Article History

Cluster filesystem

The Tester family currently uses 360GB of RAID-5 storage using a 3Ware controller and 4× 120GB hard drives on our main server. This system is currently facing a number of problems:

The aim of this page is to explore some posibilities in constructing a distributed and expandable network storage system. This filesystem should be resiliant to hardware failures, similar to RAID-4/5.


There are a number of issues that a storage system will need to cover:

  1. Be distributed.
  2. Be reliable!
  3. Be easily expanded.

The third issue could in fact be very important. This system will hopefully hold over a terrabyte of data. Backing up all that data just to add a storage node or two will be just about impossible. Using CDR's or DVDR's would be impractical (and probably not very reliable). Tape backups of any decent capacity are very expensive. So basically, the data is going to sit there until we move to another system.


Lustre is a distributed filesystem made for supercomputing clusters. As I understand it, each storage node stores blocks, similar to a normal local filesystem. A master node contains the metadata necessary to map files to these blocks. The master is important, but hopefully most of the load will be distributed to the storage nodes. A “RAID layer” is mentioned on the Lustre site. I need to investigate this important feature more.


AFS is a distributed filesystem developed at CMU and has since been used in many large environments. IBM later bought it and released it as OpenAFS.

OpenAFS allows a directory tree to be distributed and duplicated over several servers.

OpenAFS is also available for a wide variety of platforms, including Windows. So the Windows client machines could directly access the servers, instead of having to use Samba.

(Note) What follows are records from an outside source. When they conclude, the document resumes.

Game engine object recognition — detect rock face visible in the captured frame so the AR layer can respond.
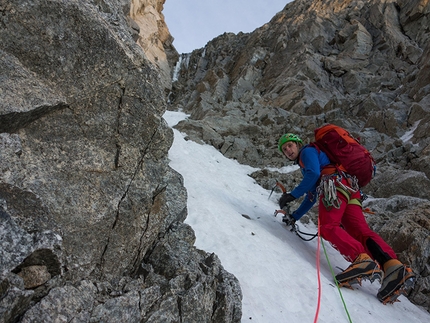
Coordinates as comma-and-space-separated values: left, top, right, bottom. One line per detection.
169, 0, 430, 309
0, 0, 241, 322
0, 0, 430, 323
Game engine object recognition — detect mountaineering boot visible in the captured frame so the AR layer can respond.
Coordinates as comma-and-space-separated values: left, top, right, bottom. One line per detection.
336, 253, 382, 288
377, 259, 416, 304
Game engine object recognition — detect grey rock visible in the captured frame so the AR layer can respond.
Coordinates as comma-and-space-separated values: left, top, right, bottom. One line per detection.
169, 0, 430, 309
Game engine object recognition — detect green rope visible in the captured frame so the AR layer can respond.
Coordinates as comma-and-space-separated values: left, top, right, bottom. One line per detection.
320, 237, 352, 323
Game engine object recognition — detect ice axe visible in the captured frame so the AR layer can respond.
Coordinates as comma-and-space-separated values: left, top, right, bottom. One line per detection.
268, 180, 287, 200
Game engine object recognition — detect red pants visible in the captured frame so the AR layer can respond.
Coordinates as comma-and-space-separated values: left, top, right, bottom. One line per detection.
318, 181, 397, 266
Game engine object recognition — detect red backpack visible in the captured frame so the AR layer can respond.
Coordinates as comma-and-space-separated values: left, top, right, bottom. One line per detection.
311, 124, 376, 187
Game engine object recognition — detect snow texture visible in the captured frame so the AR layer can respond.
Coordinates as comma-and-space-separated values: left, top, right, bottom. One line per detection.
164, 111, 430, 323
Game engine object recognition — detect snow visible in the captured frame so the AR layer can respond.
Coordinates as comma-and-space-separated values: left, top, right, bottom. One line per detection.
164, 111, 430, 323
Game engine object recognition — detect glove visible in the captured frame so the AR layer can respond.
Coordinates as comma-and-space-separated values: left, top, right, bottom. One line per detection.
279, 193, 296, 209
282, 214, 296, 226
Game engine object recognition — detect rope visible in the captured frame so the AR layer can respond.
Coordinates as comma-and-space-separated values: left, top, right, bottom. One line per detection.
318, 238, 352, 323
291, 227, 318, 241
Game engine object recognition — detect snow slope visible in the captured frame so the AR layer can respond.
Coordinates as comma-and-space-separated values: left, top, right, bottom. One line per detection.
164, 111, 430, 323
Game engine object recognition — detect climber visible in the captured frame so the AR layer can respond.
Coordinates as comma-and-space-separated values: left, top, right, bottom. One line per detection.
278, 133, 416, 304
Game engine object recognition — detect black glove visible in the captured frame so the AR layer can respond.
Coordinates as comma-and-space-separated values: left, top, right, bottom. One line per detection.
282, 214, 296, 226
279, 193, 296, 209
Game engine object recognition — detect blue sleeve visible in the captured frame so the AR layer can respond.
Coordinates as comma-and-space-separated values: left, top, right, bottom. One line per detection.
291, 194, 316, 220
291, 147, 321, 220
291, 147, 321, 198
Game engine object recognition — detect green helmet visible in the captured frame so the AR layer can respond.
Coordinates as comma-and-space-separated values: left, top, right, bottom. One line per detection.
278, 133, 303, 153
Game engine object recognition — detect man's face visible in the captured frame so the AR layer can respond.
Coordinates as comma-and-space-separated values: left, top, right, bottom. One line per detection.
281, 141, 299, 160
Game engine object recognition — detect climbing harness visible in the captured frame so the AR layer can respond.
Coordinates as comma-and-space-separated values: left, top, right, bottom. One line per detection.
317, 171, 360, 209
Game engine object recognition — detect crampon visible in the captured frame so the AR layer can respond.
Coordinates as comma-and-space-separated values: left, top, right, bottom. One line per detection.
380, 277, 416, 305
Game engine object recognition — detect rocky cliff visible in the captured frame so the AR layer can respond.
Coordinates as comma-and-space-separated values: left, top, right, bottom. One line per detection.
169, 0, 430, 309
0, 0, 241, 322
0, 0, 430, 323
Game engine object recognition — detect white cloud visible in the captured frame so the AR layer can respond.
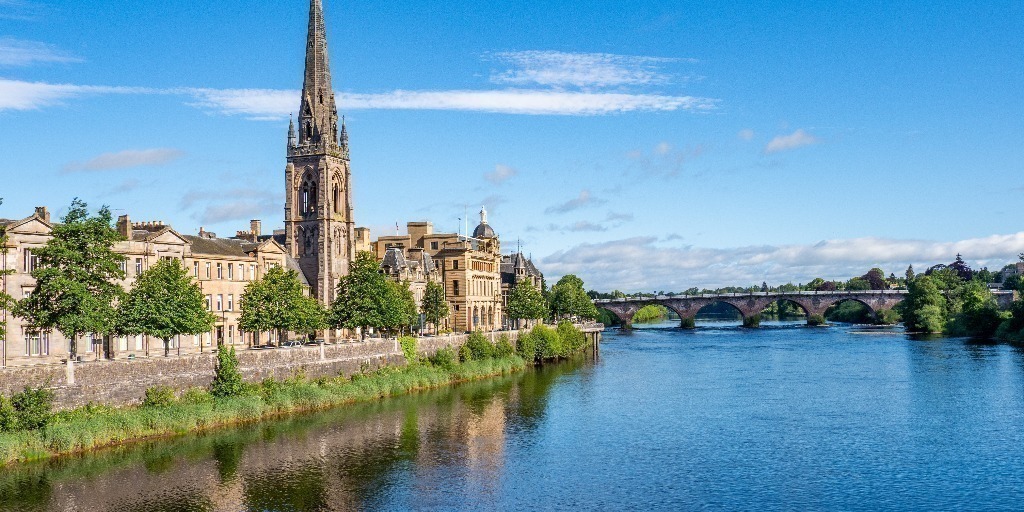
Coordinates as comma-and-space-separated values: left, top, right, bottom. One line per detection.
0, 78, 155, 111
542, 231, 1024, 291
490, 50, 679, 88
483, 164, 519, 184
544, 190, 604, 213
341, 89, 717, 116
0, 37, 82, 67
63, 147, 185, 172
765, 130, 821, 155
0, 79, 717, 120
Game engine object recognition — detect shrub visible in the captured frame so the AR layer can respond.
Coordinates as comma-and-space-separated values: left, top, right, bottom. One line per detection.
181, 387, 213, 403
10, 386, 53, 430
459, 344, 473, 362
210, 345, 245, 397
142, 386, 176, 408
466, 331, 495, 360
0, 396, 17, 432
398, 336, 419, 365
495, 334, 515, 359
558, 322, 587, 356
427, 347, 456, 370
530, 326, 564, 360
516, 332, 537, 362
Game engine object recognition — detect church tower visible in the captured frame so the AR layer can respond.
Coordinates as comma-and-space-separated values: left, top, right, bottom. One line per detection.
285, 0, 354, 303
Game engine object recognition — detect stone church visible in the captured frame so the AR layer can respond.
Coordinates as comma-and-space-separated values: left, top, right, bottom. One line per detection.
279, 0, 355, 304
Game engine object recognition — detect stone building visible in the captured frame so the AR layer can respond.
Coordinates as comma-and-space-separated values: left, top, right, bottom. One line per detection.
501, 251, 544, 328
372, 209, 505, 333
0, 207, 308, 367
279, 0, 356, 304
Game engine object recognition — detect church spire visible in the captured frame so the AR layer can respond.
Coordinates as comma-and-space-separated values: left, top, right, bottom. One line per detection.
299, 0, 338, 145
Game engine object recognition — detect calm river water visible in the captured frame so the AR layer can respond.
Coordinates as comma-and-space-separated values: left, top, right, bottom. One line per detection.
0, 324, 1024, 511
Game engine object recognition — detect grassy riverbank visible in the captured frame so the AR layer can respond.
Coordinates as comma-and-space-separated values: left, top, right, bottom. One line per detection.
0, 354, 526, 464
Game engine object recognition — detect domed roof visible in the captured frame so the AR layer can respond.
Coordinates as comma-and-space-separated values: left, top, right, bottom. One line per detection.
473, 208, 498, 239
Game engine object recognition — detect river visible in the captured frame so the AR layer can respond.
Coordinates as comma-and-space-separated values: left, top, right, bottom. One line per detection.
0, 323, 1024, 511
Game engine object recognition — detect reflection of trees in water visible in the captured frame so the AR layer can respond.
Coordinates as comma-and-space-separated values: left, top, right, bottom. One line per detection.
0, 362, 580, 511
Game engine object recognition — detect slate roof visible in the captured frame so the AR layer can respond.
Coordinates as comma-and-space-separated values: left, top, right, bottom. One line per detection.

Coraid has developed ATA-over-Ethernet (AoE). It essentially replaces the hard drive interface with commodity Ethernet hardware. I think it's really only an advantage for large installations.

AoE would involve one of two setups:

  1. A single file server. It performs software RAID and exports the filesystem(s) to the rest of the network.
  2. A group of file servers. They operate similarly to the single server, but use a cluster filesystem (e.g GFS, OCFS2) to allow multiple machines to mount the same filesystem simultaneously.

The first setup still involves a single point of failure (and bottleneck). The second is probably beyond our needs. And both still suffer from not being easily expanded. They would put us back in the same situation we are in now: lots of data in a RAID that needs to be moved to something bigger.